Charan's Pre-University Course (PU) and Degree college  is a co-educational college and part of the Charan's Group of Institutions (Happy Hours Nursery School and Charan's Public School, Ulsoor, Bangalore), which has been in the service of shaping young minds for many years. Charan's Pre-University (PU) college is offering courses in Sciences and Commerce. Charan's Degree College offers courses in BCom, BBA and BCA affiliated to Bengaluru City University

Courses 
The courses offered for PUC are

COMMERCE:

CEBA (Computer Science, Economics, Business Studies, Accountancy)

SEBA (Statistics, Economics, Business Studies, Accountancy)

HEBA (History, Economics, Business Studies, Accountancy)

SCIENCE:

PCMB (Physics, Chemistry, Maths, Biology)
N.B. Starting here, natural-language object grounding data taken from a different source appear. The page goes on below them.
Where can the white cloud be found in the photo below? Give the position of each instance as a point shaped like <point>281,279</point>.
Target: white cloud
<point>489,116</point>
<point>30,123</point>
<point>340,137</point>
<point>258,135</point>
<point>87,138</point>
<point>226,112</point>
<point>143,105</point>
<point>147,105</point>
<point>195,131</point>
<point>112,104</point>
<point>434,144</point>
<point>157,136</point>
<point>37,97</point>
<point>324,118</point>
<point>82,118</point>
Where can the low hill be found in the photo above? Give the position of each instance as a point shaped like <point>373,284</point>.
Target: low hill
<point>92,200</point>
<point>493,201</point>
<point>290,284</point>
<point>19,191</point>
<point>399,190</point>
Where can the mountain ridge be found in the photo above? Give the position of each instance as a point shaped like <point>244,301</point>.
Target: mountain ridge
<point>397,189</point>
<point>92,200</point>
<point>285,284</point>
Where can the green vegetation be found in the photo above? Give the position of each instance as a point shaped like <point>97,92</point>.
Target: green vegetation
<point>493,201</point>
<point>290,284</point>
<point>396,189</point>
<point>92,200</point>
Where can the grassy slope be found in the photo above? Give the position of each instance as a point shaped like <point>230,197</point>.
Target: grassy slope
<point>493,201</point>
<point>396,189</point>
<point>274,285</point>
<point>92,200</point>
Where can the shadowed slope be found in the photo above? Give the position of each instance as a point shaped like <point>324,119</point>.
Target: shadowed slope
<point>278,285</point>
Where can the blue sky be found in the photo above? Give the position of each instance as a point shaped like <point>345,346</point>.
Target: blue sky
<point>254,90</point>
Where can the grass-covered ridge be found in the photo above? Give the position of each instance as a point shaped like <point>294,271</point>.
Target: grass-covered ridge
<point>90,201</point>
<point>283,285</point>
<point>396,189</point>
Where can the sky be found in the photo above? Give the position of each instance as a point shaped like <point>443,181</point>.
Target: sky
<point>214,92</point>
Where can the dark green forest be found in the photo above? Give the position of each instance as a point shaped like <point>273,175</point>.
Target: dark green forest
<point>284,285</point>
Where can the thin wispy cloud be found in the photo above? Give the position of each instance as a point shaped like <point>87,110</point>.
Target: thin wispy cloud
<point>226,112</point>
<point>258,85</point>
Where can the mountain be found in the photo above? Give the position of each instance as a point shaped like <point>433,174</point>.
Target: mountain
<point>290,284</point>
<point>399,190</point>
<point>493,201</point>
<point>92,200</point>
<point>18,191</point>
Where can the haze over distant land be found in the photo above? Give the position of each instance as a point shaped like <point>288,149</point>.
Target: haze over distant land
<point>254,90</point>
PCMC (Physics, Chemistry, Maths, Computer Science)

PCME (Physics, Chemistry, Maths, Electronics)

The courses offered at Charan's Degree College are

 BCom
 BCom + CA 
 BCom + ACCA
 BBA
 BCA

Placements

The college offers soft skills development program in the final year of the undergraduate course and assists students in placements according to their course and career requirements. Some of the placements offered are in the area of marketing, sales, accounting, finance, IT, technology, data science and HR.

Activities 
Charan's PU and Degree College conducts a plethora of activities for the students to meet all challenges of the latest emerging trends to become competent in the corporate world. Some activities and clubs are; 
 Sankalp- Women Empowerment Club
 Youth Empowerment and Social Justice Club
 Management Club
 IT Club
 Entrepreneurship Club
 Cultural & Arts Club
 General Awareness Club
 Sports Club
 Literary Club
 Humanities’ Club 
 Technology Club

Location

The college is centrally located in Ulsoor, Bengaluru with quick access to metro, bus stops and other forms of public transport. The Purple line(Metro) to Ulsoor is situated within 5-10 mins of walking distance from the college.